Box Plots
Box Plots
Understanding the Concept of a Box Plot
- A box plot, also known as a box and whisker plot, is a graphical representation used in statistics to visualise the distribution of a dataset.
- The plot showcases five key data points: the minimum, the lower quartile (Q1), the median (Q2), the upper quartile (Q3), and the maximum.
- Quartiles partition the data into quarters. The lower quartile (Q1) is the median of the lower half of the data, not including the overall median. The upper quartile (Q3) is the median of the upper half.
- The box represents the interquartile range (IQR) which is calculated by subtracting the lower quartile (Q1) from the upper quartile (Q3). It shows the middle 50% of the dataset.
- The lines (or whiskers) extend from the box to the minimum and maximum data values.
Constructing a Box Plot
- To construct a box plot, you first need to find the five number summary: minimum, Q1, median, Q3, and maximum.
- Draw a horizontal or vertical number line, depending on your preference.

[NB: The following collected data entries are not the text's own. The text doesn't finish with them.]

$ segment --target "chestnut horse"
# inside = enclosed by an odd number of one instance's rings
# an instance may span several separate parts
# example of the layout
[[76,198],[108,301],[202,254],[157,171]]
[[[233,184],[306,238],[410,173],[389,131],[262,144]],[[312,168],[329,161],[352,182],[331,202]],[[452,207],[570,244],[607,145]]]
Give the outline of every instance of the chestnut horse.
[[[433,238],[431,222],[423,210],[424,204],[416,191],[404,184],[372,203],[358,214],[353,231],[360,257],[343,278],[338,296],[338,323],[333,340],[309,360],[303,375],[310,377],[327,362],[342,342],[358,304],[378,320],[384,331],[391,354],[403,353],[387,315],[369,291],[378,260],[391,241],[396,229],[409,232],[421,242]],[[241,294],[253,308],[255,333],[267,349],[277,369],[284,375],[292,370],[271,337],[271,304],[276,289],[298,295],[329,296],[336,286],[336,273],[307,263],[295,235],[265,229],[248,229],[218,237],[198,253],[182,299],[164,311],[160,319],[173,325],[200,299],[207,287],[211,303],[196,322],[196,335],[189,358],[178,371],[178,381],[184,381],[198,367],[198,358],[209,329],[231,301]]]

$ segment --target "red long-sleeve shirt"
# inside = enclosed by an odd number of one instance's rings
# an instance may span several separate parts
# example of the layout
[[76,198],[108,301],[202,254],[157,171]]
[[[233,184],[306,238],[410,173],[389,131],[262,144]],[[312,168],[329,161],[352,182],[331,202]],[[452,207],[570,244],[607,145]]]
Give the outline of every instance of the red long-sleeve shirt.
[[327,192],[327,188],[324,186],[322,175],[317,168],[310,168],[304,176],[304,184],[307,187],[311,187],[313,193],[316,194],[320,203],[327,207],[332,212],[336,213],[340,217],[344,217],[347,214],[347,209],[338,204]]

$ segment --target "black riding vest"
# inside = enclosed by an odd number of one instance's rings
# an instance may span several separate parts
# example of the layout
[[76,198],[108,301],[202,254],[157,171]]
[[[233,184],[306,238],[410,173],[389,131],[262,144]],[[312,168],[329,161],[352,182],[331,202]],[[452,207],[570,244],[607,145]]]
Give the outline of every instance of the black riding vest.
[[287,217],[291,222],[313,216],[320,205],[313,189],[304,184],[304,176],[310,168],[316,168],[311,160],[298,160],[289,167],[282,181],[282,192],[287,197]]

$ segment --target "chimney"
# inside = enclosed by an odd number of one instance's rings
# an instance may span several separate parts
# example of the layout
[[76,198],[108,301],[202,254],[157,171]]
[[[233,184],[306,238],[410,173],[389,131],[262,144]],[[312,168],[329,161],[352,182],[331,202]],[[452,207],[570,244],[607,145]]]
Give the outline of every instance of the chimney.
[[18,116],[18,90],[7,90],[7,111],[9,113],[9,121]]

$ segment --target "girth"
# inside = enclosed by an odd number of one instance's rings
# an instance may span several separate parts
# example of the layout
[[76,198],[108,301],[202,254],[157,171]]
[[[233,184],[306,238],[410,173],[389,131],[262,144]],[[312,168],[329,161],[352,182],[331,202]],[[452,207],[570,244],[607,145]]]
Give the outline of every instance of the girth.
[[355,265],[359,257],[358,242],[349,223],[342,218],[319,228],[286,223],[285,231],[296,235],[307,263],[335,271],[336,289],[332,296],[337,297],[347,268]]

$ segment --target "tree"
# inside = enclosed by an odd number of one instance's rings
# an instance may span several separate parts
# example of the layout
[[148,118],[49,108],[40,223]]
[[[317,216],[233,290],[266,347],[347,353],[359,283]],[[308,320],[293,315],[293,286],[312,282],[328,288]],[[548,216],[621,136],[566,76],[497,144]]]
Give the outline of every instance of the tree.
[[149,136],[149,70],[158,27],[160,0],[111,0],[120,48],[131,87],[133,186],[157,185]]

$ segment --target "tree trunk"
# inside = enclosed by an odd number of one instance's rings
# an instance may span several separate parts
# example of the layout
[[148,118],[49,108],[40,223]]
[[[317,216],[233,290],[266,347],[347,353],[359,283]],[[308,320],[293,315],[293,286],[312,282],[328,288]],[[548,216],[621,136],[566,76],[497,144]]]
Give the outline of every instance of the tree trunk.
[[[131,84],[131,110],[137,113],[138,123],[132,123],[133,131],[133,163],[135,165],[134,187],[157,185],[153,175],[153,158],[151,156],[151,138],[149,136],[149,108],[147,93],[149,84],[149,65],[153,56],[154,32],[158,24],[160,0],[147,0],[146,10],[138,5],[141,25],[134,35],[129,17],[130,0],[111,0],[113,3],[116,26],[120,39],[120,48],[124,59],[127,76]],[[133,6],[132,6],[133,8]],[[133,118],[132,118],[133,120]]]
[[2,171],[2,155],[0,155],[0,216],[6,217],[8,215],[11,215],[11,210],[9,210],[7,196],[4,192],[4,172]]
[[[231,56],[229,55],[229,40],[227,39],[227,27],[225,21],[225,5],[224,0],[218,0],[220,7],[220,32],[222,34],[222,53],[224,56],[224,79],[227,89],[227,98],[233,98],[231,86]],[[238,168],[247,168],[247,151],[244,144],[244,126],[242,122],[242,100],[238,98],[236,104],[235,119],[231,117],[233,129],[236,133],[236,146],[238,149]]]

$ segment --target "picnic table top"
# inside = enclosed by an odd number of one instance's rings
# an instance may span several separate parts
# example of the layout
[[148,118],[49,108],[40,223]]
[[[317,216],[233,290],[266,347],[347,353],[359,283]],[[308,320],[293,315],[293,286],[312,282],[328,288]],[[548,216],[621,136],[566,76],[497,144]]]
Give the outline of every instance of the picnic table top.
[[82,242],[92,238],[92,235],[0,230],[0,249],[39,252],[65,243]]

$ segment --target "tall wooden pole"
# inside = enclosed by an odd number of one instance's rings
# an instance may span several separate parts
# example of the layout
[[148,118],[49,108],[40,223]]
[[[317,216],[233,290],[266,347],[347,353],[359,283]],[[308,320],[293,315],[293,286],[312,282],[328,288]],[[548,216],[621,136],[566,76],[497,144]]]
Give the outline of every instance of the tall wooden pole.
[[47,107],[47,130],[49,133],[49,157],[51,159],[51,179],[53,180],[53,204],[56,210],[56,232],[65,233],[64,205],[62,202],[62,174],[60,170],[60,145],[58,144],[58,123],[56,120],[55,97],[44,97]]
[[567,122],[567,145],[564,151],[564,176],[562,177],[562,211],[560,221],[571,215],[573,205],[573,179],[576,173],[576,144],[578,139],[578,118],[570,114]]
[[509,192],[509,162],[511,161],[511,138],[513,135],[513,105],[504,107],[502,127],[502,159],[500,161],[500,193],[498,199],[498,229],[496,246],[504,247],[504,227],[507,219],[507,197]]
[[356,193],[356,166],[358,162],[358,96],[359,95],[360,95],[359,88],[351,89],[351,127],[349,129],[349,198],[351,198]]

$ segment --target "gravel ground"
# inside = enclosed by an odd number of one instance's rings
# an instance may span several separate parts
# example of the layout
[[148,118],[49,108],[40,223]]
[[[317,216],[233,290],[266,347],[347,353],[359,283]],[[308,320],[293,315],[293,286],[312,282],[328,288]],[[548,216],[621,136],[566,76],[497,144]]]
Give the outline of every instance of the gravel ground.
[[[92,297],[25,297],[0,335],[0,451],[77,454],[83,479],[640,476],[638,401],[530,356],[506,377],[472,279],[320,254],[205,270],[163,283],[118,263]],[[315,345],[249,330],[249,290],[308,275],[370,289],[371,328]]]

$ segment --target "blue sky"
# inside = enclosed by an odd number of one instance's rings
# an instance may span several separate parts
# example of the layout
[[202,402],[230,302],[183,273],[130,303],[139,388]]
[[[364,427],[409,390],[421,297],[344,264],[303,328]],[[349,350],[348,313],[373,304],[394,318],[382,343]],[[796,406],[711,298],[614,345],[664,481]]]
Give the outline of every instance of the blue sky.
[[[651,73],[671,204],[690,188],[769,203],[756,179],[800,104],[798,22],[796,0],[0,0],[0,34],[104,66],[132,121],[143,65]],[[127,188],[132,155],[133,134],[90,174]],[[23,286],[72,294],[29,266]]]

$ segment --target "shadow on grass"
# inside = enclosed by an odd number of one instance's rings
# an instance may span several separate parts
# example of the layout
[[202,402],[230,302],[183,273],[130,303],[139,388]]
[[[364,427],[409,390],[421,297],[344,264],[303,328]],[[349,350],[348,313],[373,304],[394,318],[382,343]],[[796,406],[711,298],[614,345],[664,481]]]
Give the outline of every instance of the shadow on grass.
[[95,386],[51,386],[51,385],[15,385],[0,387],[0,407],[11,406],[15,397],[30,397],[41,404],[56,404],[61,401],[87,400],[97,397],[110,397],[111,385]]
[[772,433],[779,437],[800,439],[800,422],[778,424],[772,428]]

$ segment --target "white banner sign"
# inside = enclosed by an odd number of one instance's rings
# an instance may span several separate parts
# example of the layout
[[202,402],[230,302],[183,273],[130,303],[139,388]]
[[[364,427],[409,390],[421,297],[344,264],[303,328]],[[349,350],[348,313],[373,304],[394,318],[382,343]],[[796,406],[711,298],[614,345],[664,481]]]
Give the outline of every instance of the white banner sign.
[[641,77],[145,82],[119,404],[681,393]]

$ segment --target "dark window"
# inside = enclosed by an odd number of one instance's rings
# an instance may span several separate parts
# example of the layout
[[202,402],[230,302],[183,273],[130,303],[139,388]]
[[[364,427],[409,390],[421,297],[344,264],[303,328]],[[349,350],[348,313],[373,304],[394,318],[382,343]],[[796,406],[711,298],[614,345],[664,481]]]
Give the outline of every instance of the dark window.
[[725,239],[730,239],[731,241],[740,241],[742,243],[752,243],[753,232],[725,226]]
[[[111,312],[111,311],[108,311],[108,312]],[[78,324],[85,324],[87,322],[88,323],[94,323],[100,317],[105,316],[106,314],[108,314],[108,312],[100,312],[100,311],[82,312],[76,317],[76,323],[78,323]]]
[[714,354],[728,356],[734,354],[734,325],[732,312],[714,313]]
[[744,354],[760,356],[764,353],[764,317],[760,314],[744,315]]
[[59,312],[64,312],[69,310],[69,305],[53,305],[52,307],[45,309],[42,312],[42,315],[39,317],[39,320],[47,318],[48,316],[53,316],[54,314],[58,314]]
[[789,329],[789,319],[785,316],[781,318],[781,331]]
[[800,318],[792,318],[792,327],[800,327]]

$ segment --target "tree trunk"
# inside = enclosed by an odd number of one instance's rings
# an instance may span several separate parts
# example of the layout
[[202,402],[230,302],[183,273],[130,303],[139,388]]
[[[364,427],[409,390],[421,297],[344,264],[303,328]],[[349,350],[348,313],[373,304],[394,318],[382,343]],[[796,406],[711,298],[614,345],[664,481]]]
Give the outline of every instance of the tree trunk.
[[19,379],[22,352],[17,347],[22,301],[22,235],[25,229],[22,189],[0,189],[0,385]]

- Mark the five points on the line to map the range of the dataset.
- Draw box from Q1 to Q3 and place a vertical line in the box at the median.
Features and Interpretation
- A box plot provides a summary of the distribution and skewness of the dataset. If the median is not in the centre, the data could be positively skewed (with more lower values) or negatively skewed (with more higher values).
- The plot can also give information about the spread of the data - the wider the box or the whiskers, the more spread out the data is.
- It can also help identify outliers, which are values unusual when compared to the rest of the dataset. Outliers typically exist outside of the whiskers.
Revising Box Plots
- Engage in regular practice of constructing and interpreting box plots.
- Understand how quartiles divide data and implications of their positions.
- Pay attention to the role of the median as an indicator of dataset skewness.
- Regularly study real-world datasets and their box plots to become comfortable determining outliers and data spread.